Quoi qu’il en soit, des moines sont tués, une petite partie du temple est incendiée et détruite. Le premier assaut Mandchou est repoussé, mais au second, les moines sont forcés à la reddition. Certains moines s’échappent. La légende affirme qu’ils furent cinq et que de leurs activités de résistance naîtra la ligue Hung, plus connue sous le nom de société secrète de la Triade.

Cependant, il est probable qu’ils furent plus nombreux à s’en sortir  car des rescapés experts s’enfuirent au Japon pour y fonder les écoles Ju Jutsu, To De et Shorin Ryu. D’autres créèrent quelques mois plus tard les écoles Thieulâm dans le nord du Vietnam .

Les cinq rescapés diffusèrent l’art martial de Shaolin du Nord sur leur route qui les mènera au temple de Shaolin du Sud. L’art martial de Shaolin du Nord se divise alors en trois branches :

1) le courant Hung qui développe les forces, l’externe et la résistance des hommes
2) le courant Kung axé sur la douceur et la fluidité
3) le courant Yue, combinaison du dur et du doux

À partir de ce dernier courant se développeront les systèmes d’imitation autres que les cinq animaux classiques, tels que l’imitation du Singe, de la Mante Religieuse ou le Lohan Quan… 

La restauration du monastère de Shaolin du Nord commença dès 1735. le nouvel empereur Qianglong séjourna même trois jours au monastère en 1750, où il fit reconstruire le temple aux mille Bouddhas détruit durant l’attaque de 1723 .

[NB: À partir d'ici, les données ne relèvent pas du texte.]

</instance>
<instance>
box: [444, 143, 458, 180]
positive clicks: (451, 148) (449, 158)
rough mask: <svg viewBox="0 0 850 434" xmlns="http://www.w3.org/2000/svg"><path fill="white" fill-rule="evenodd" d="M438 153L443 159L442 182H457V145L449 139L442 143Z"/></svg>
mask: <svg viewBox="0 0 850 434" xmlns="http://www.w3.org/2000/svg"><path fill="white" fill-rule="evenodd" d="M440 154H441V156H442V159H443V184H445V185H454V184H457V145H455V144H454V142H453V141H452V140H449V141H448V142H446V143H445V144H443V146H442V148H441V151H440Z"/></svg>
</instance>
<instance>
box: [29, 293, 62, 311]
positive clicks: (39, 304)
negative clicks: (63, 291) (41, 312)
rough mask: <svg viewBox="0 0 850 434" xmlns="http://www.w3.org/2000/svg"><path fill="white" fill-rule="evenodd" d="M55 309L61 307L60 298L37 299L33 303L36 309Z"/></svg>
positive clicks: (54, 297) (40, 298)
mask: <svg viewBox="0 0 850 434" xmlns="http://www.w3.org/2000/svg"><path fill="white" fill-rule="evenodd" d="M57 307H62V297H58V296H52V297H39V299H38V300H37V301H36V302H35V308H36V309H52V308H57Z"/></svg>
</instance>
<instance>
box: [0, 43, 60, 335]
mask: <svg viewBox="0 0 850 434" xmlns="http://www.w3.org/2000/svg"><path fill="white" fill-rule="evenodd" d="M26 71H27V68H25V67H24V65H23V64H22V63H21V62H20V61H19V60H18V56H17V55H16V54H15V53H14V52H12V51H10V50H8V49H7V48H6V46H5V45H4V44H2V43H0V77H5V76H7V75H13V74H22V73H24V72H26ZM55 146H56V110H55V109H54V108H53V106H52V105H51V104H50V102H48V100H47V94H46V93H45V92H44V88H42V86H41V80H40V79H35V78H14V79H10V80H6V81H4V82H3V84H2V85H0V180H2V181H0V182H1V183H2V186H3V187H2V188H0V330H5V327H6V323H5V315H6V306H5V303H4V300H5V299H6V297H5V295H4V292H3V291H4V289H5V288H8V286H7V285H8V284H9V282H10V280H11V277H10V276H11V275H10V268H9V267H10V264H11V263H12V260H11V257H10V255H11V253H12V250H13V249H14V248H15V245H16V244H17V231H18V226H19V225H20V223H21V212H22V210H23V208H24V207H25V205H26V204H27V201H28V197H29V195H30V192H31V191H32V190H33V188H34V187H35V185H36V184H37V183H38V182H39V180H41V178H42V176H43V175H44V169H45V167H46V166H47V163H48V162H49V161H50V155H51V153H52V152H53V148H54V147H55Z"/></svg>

Qianglong était un empereur amoureux de l’art chinois, et ce fut grâce à cette passion et peut être aussi pour se rattraper des offenses faites envers les temples, qu’on lui doit cette reconstruction .Mais si les rebelles ne complotèrent plus dans le nord de la Chine, les Hakkas notamment, étaient toujours très virulents dans le sud et vers la côte. Aussi en 1768, les Mandchous incendièrent et détruirent le monastère de Shaolin du Sud dans le Fukkien, foyer de la rébellion dans cette région. 

De cette destruction s’échappèrent à nouveau cinq moines : Hung, Liu, Choy, Lee et Mo, qui d’après la légende créeront respectivement les styles suivants : Hung Gar, Lau Gar, Choy Gar, Li Gar et Mok Gar.

Une fois encore, il semble que ce ne furent pas les seuls rescapés (pardon à ceux qui aiment les légendes) puisque dans toute la Chine du Sud vont fleurir des styles sous l’impulsion des moines rescapés de cet incendie. On parle parfois de 13 rescapés, parfois de plus… il y a des confusions entre les incendies des deux temples… bref ! il est peu probable que l’on connaisse un jour l’exacte vérité. Toujours est-il que l’on peut retenir d’autres rescapés comme Choy Fok qui enseigna le Hung Gar (ou quelque chose d’apparenté) à Chan Heung fondateur du Choy Li Fut, ou comme Fang Huei Shi qui créa le style de la Grue Blanche (Baï Eu), ou Wang Long qui créa le style de la Mante Religieuse (Tang Lang) et Ng Mui qui participa à la création du style Wing Chun…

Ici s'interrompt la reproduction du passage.